In the light of [0], it seems that standard (not adversarially trained) NNs learn each and every feature which happens to correlate with a class label in a training set (including noise). So moving along adversarial gradient looks like noise.

Take my interpretation with a (huge) grain of salt.

[0] https://arxiv.org/abs/1805.12152

panarky · on July 3, 2018

> Why do individual pixels get so much power about what the network decides to classify its output as?

This paper isn't about tricking a NN to classify incorrectly. It's about getting the NN to perform a completely different task.

We introduce adversarial attacks that instead reprogram the target model to perform a task chosen by the attacker

Erlich_Bachman · on July 4, 2018

The question applies to this field, not limited to this specific paper. It's already clear from the abstract that this is paper is doing it's own thing. But it is still based on the phenomenon of adversarial examples.

cozzyd · on July 3, 2018

Can't wait to adversarially modify pedestrian crossing signs to stop signs.

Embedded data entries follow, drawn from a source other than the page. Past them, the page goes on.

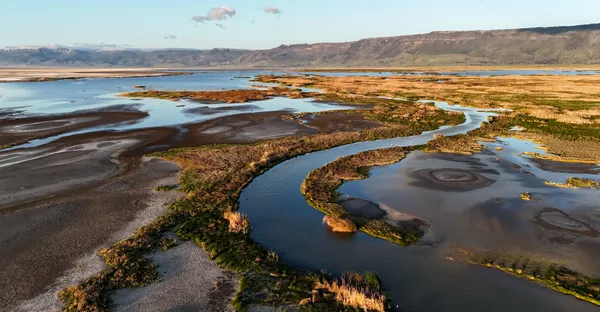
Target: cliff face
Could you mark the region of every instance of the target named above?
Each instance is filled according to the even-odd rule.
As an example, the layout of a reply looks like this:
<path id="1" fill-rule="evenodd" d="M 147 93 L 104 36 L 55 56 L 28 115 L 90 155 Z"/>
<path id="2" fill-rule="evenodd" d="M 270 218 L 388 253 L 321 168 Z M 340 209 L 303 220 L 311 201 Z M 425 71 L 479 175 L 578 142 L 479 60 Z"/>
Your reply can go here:
<path id="1" fill-rule="evenodd" d="M 47 66 L 403 66 L 600 63 L 600 24 L 446 31 L 269 50 L 0 50 L 0 65 Z"/>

cshimmin · on July 3, 2018

I appreciate that your comment was tongue-in-cheek, but note that what you propose is actually a case of a standard targeted adversarial attack (changing a label prediction from "ped x-ing" to "stop"). This is fundamentally different from what's being proposed in the paper, which is to repurpose an existing NN (and its output labels) to perform another task altogether.

I'm still trying to figure how it could possibly be useful... the authors suggest it could be used to "steal resources", but it seems a bit contrived.

cozzyd · on July 3, 2018

Well, if you could transform your problem into the "stop" vs. "ped x-ing" problem, you could let the future smart self-driving cars solve it for you. Maybe they have more computational resources than you can muster (but that sounds very contrived, even if you could somehow harness the computational power of a freeway full of future cars). Or you could imagine another very contrived case where some self-driving car company controls some important algorithm you need to solve your problem via a patent and it would be illegal to solve your problem otherwise (also very contrived...).

king07828 · on July 3, 2018

> how it could possibly be useful

1 create a GPU friendly cryptocurrency where the payload includes a two dimensional data set (or image) that is processed with a standardized neural network model

2 let programmers pay a mining fee to expedite execution

3 instead of GPUs doing nothing but redundant calculations and getting replaced by ASICs, mining GPUs can dual purpose mine and execute arbitrary code

Will it be efficient, probably not. It does kill two birds with one stone

nerdponx · on July 3, 2018

It would be useful to anyone looking to cause havoc, terror, and/or harm.

seaucre · on July 3, 2018

It could be the beachhead of a larger attack. You could use the model's authority to steal its data or gain access to other resources.

squidbot · on July 3, 2018

Is this effectively brainwashing?

ggggtez · on July 3, 2018

Don't ask yes or no questions. No it's not brain washing. Neural networks are not brains.